Il faut se méfier de Valère Novarina. Ses yeux bleus sont une pastorale. Mais dans ses doigts passent des émeutes. L’écrivain et homme de théâtre français fomente sa révolution depuis quarante ans. Il l’engendre d’abord sur la page, renversant méthodiquement les icônes de l’orthodoxie théâtrale. A mort, les personnages. Vive les figures. A mort la logique des mathématiciens. Vive l’arithmétique des alchimistes. Ces jours, il reprend au Théâtre de Vidy L’Atelier volant, sa première pièce qui voit le jour en 1974. Valère Novarina a 27 ans à l’époque, Mai 68 fait encore des vagues dans les esprits et la France tombe dans les bras de Valéry Giscard D’Estaing, bientôt dans le fossé de la crise. C’est l’esprit de ce temps-là que la pièce métabolise en cascade intempestive.

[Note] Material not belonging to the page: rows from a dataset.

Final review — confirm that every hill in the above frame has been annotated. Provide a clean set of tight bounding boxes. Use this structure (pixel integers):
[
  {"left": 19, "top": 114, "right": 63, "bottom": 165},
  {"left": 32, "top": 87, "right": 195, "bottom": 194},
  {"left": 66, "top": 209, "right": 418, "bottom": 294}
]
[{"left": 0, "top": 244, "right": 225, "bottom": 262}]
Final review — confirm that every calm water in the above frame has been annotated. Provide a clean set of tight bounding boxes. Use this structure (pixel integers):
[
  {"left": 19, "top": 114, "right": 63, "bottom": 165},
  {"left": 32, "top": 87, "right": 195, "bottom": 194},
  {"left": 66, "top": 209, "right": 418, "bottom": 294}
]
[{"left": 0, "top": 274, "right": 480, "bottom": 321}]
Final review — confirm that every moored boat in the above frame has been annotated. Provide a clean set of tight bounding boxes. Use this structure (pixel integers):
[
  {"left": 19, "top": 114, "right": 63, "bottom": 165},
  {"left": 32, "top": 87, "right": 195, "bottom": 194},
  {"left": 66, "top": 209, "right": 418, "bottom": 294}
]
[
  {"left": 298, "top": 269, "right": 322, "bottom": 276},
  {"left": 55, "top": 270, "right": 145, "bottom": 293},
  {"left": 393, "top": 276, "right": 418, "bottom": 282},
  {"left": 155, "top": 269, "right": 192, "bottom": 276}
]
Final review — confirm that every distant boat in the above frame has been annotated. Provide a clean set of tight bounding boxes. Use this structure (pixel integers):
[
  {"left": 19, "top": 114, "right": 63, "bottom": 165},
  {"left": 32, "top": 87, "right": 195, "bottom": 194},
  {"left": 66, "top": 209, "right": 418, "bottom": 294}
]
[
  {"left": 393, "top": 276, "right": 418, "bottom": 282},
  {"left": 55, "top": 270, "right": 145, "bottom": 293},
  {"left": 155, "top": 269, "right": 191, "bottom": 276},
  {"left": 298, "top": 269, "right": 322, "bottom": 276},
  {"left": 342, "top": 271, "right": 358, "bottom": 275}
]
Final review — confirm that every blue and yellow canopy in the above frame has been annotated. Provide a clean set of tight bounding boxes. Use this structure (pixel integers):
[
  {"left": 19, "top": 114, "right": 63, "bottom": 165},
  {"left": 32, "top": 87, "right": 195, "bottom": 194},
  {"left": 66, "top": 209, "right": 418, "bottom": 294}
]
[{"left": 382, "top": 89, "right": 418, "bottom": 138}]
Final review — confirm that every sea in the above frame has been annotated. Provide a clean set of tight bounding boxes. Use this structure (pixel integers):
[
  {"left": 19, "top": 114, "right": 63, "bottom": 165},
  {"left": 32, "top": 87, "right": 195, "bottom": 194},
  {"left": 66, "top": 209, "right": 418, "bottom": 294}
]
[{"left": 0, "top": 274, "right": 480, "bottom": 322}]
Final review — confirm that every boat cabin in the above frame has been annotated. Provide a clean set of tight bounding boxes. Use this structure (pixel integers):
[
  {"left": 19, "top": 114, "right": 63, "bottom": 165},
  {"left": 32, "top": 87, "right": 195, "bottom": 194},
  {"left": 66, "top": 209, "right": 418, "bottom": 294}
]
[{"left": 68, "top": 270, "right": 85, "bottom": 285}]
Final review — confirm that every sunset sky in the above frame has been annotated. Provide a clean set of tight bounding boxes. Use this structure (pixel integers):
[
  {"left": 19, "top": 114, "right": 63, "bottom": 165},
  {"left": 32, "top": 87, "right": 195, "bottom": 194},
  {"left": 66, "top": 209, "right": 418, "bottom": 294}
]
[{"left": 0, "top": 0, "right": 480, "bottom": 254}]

La langue de Novarina emporte les lieux communs. Et le plaisir est grand d’être douché par elle.
En scène, dans la mise en scène de l’auteur, Monsieur Boucot (Olivier Martin-Salvan), calibré comme un dompteur de tigres, exploite un escadron de petites griffes. Il fabrique de tout, des chapeaux en papier en particulier. Madame Bouche (Myrto Procopiou, merveilleuse en oiseau du paradis), elle, parle d’or et de miel, en anesthésiste. Car il s’agit bien de cela: calmer des douleurs qui explosent en chaîne. Le monde est en crise. Sa machine de production – économique et langagière – bégaie. C’est le diagnostic de Valère Novarina. Celui aussi du docteur (Richard Pierre) sur scène. Seul remède: la révolte contre Monsieur Boucot, gardien de l’ordre grammatical – c’est-à-dire technocratico-capitaliste.
La lutte des classes manière Novarina a ses moments de bravoure. Cette scène par exemple où Monsieur Boucot juché sur une estrade jaune cherche à hypnotiser ses ouvriers en colère. Dans son dos, Madame Bouche fait tourner une roue avec la légèreté d’une virgule. En chœur, la meute s’offusque: «Assez, nous en avons jusqu’au gosier.» Et chante: «Guevara, donne-nous le bras/Louise Michel, guide-nous au ciel.» Le potentat riposte: «C’est une loi générale dans les clapiers. Plus ils en ont, plus ils en veulent.»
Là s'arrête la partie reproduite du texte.